I'm working on modernizing Rosetta Code's infrastructure. Starting with communications. Please accept this time-limited open invite to RC's Slack.. --Michael Mol (talk) 20:59, 30 May 2020 (UTC)

Talk:Append a record to the end of a text file

From Rosetta Code

Rationale[edit]

Basically I was looking for an example of appending an actual record to a file and found no such task.

(This was written by NevilleDNZ (Talk | contribs) at 10:59, 12 September 2011)
Still needs some work IMO; it's got lots of small bits and pieces jumbled together without quite a coherent story. It's probably not that hard to improve it to the point of being good though.
And as a side note, POSIX systems have the O_APPEND flag to the open() syscall which makes this trivial (if it is exposed by the language) provided appropriate flushing is used. (Even better, the flag is inheritable by subprocesses; that's a very useful thing at times.) By contrast, on Windows you need to lock the file to do this safely and that's error prone and much more complex in practice. Moreover, locks aren't inheritable (of course). Damn, but I wish the folks at Redmond actually understood all of POSIX properly, as it has some really wonderful things in there. –Donal Fellows 13:58, 12 September 2011 (UTC)
I am not sure I agree. As I understand it, under unix, locking is advisory -- you cannot enforce it on other programs, and only if every program accessing the file uses the same mechanism do locked files get protected (fcntl is one example but other mechanisms do get used, especially if people are attempting to support nfs). That said, if processes are designed so that collisions are rare, locking might not be necessary. Also, often unix's atomic file rename mechanism is used to avoid locking issues. Meanwhile, under windows, the default behavior is that only one program can have the file open for writing -- by default, you get an error when another program tries to open the file for writing. The windows behavior can be painful, and there's no atomic file rename, but any locking mechanism that gets enforced by the OS can be painful to work with. Meanwhile, all of these characteristics are properties of the operating system and not of the language. --Rdm 02:16, 13 September 2011 (UTC)
I'm under the same impression as Rdm. Is this about appending? Or some kind of record locking?
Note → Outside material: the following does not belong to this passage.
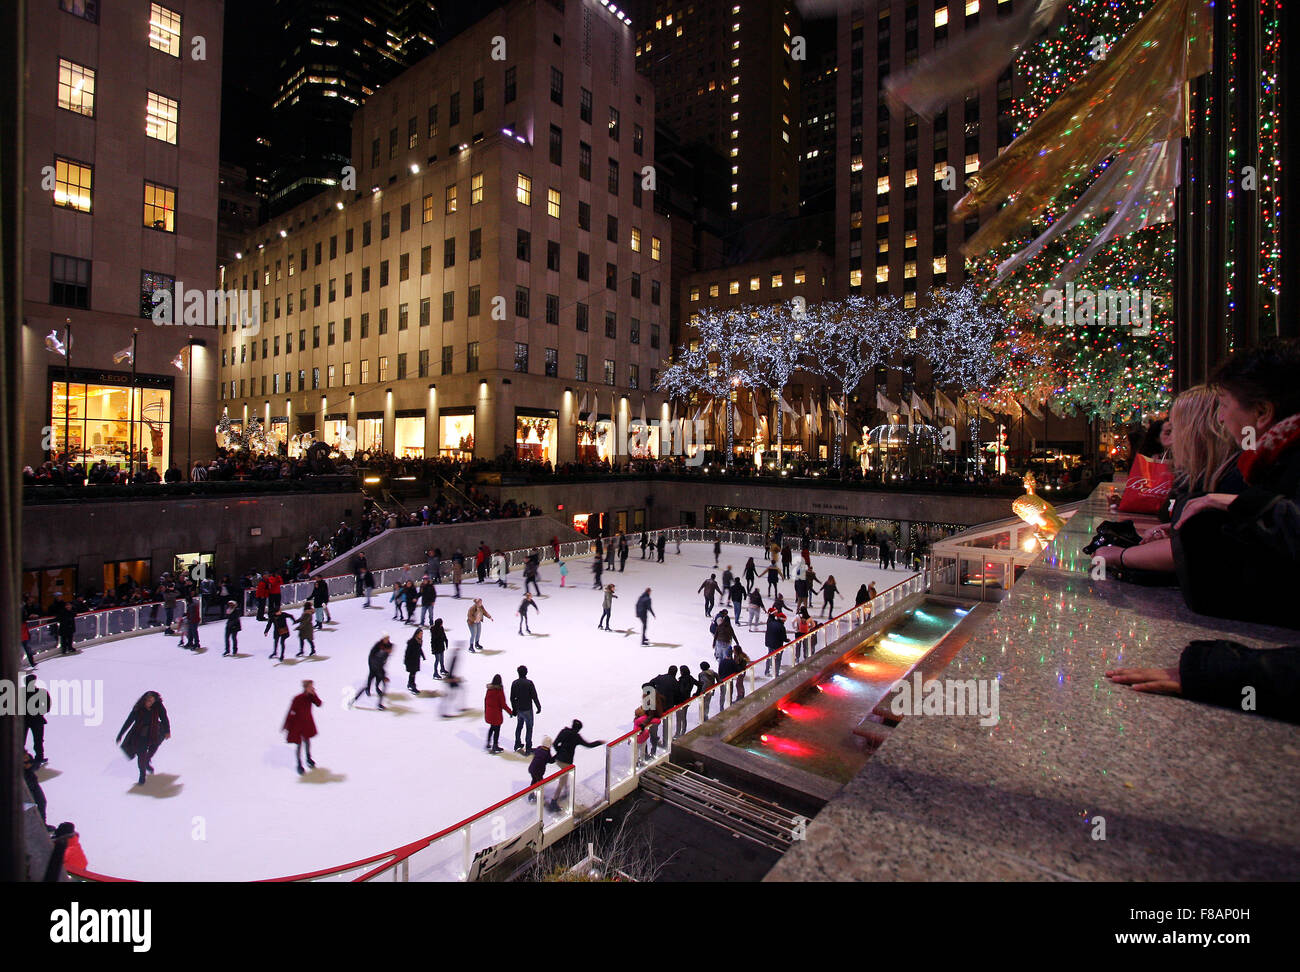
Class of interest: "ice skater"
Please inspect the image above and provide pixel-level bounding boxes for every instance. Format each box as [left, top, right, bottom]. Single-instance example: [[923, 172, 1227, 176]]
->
[[282, 680, 320, 774], [558, 560, 568, 587], [484, 674, 513, 754], [349, 636, 393, 709], [405, 628, 425, 692], [440, 648, 465, 717], [763, 610, 788, 677], [517, 593, 539, 635], [295, 603, 316, 656], [264, 606, 292, 660], [729, 578, 745, 623], [526, 736, 555, 802], [591, 555, 604, 589], [451, 561, 463, 598], [820, 575, 839, 617], [635, 588, 655, 645], [467, 598, 492, 652], [698, 573, 721, 616], [223, 600, 241, 656], [598, 584, 617, 630], [312, 578, 331, 627], [116, 690, 170, 786], [712, 537, 722, 568], [419, 576, 438, 627], [362, 569, 376, 607], [765, 561, 781, 597], [656, 534, 666, 562], [746, 588, 765, 629], [510, 665, 542, 753], [743, 557, 757, 592], [547, 720, 605, 812], [640, 531, 649, 559], [697, 662, 719, 721], [523, 555, 541, 596]]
Is it about append in native I/O facilities? I was also trying to understand the rationale behind the table and that the table has been left as somewhat vague. Normally, I would use a table for very specific results/observations and a bullet list for less specific results/observations. We are already seeing variations on the table content - which is fine if that's what's intended. For instance a couple of the solutions cite that they are guaranteed for multitasking, yet I don't see that they are doing anything other than relying on the o/s or library via open/close. --Dgamey 13:38, 26 September 2011 (UTC)
There is also mandatory locking, but you don't really want that. It turns out to be a Bad Idea almost all the time since it allows any process to block all others (among various reasons). –Donal Fellows 19:50, 27 September 2011 (UTC)

CSV?[edit]

Is it supposed to be a CSV file? The description doesn't say anything about the file format, unless "passwd" implies some sort of format. Maybe the given records should be specified in the description. --Mwn3d 23:57, 12 September 2011 (UTC)

Agreed. Will do.
The essence of the task is "Append a record to the end of a text file". Crudely speaking:
  • A record is something that has multi fields.
  • A text file is something that can be edited with "notepad"
    • in essence it does not contain "raw binary integers" etc.
    • The text file "record" represents the original record fields.
I want to avoid simply appending random text to the end of an arbitrary file as nominally programs are (concurrently) manipulating (and storing) structures of data.
NevilleDNZ 01:44, 13 September 2011 (UTC)
The given format does not look like CSV. While "colon-separated values" technically shortens to "CSV", CSV looks like this:
value11,value12,value13 with spaces,value14
value21,value22,value23,value24 with spaces
Commas are the only separator. The colons in the given format make it look like something else that we shouldn't call CSV. Is that what etc/passwd looks like? It would probably be best to say something like "the record's values are separated by commas, with values in composite items separated by commas (similar to Linux's /etc/passwd file)." If at all possible you might want to make the data structures involved in the record very very simple (i.e. no structs). That would make sure the focus is on what's in the task title. Stringifying a custom data structure is a different task (which we might not have yet...). --Mwn3d 02:23, 13 September 2011 (UTC)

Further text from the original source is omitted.